4. The government should be more consistent in investigating the more serious cases in Indonesia.
The recent presidential election saw a lot of smear campaigns targeting the presidential candidates. This is where the ITE’s defamation law can play a huge role in ensuring the country’s well-being, However, no arrests resulted from those recent ad hominem attacks.
Disproportionate punishment and freedom of expression
There is also the case of the ITE law’s disproportionate damages for criminal defamation cases compared to the less severe punishment under the criminal code. Those who are found guilty under the criminal code, for example, could be sentenced up to nine months of imprisonment or fined up to IDR 4,500 (US$0.38). The ITE law sentences people up to six years of imprisonment and/or a fine of up to IDR 1 billion (US$84,750). The United Nations’ special rapporteur for free expression Frank La Rue says that online defamation should instead have less punishment when compared to defamation cases occuring in print media. This is because in online cases, the concerned individuals could immediately “exercise his/her right to reply instantly to restore the harm caused.”
On top of all that, there are also a few parts in the ITE law that can be interpreted multiple ways. The ITE law lets you charge someone who made you feel “insulted”, “scared”, or “provoked”. Those are very subjective. One person may feel insulted simply by reading a social media status posted by somebody they don’t know, while another person would just ignore it. Some people argue that as the law regulates disputes between individuals, then it might more appropriately label them a civil offense rather than criminal offense. International bodies like the United Nations and Organization for Security and Co-operation in Europe have also called for the decriminalization of defamation because it restricts the freedom of expression.
Is reform on the way?
Is there any hope to revise the law? Perhaps. Juniarto says that the Constitutional Court has done four judicial reviews regarding the ITE law, but none of them resulted in any regulation change. According to Juniarto, any more judicial reviews won’t do any good. Their hope lies in the Information and Communication Technology (ICT) ministry, who promised SafeNet Voice three weeks ago that they will revise the internet law. But Juniarto’s a bit skeptical, because the same promise was made two years ago without any results.

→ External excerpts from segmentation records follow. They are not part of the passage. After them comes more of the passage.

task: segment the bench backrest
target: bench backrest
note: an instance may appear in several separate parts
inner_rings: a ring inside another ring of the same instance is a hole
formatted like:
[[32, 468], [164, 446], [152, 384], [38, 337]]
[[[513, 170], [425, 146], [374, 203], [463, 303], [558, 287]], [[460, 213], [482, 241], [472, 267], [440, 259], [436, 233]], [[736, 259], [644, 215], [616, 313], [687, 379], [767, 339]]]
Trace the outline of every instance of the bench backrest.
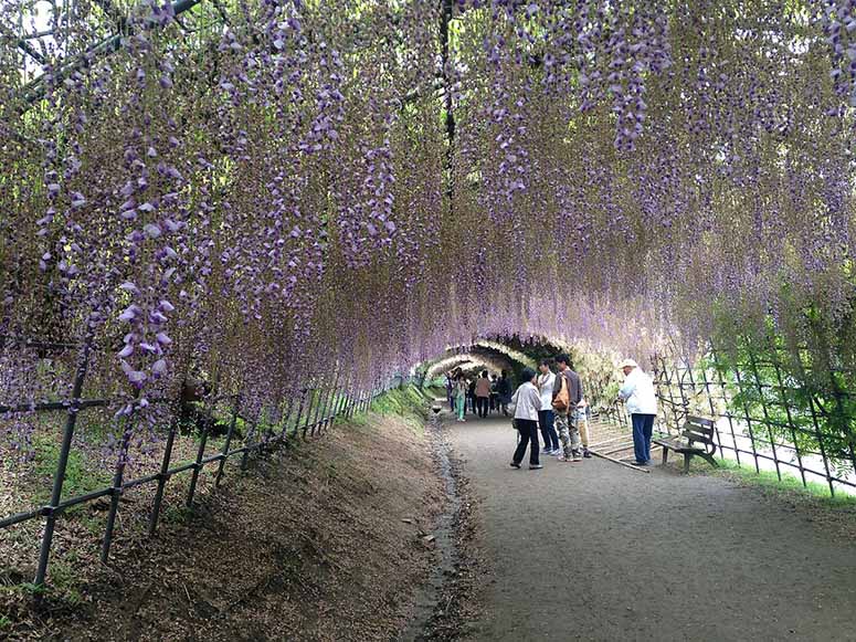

Since the ITE law was established, over 50 cases involving people being charged have come to light. SafeNet Voice hopes that the new ICT ministry under the new government would do things differently. For now, the government should educate everybody about the best practices in approaching online defamation cases. La Rue suggests that netizens should first try responding to the accusations. And although defamation is considered a criminal offense in countries like the United States and Australia, such cases are more commonly disputed under civil law. Vietnam is another Asian country that may have similar or even stricter internet laws. The state can imprison anyone whose online activities are deemed “against the interests of the state.”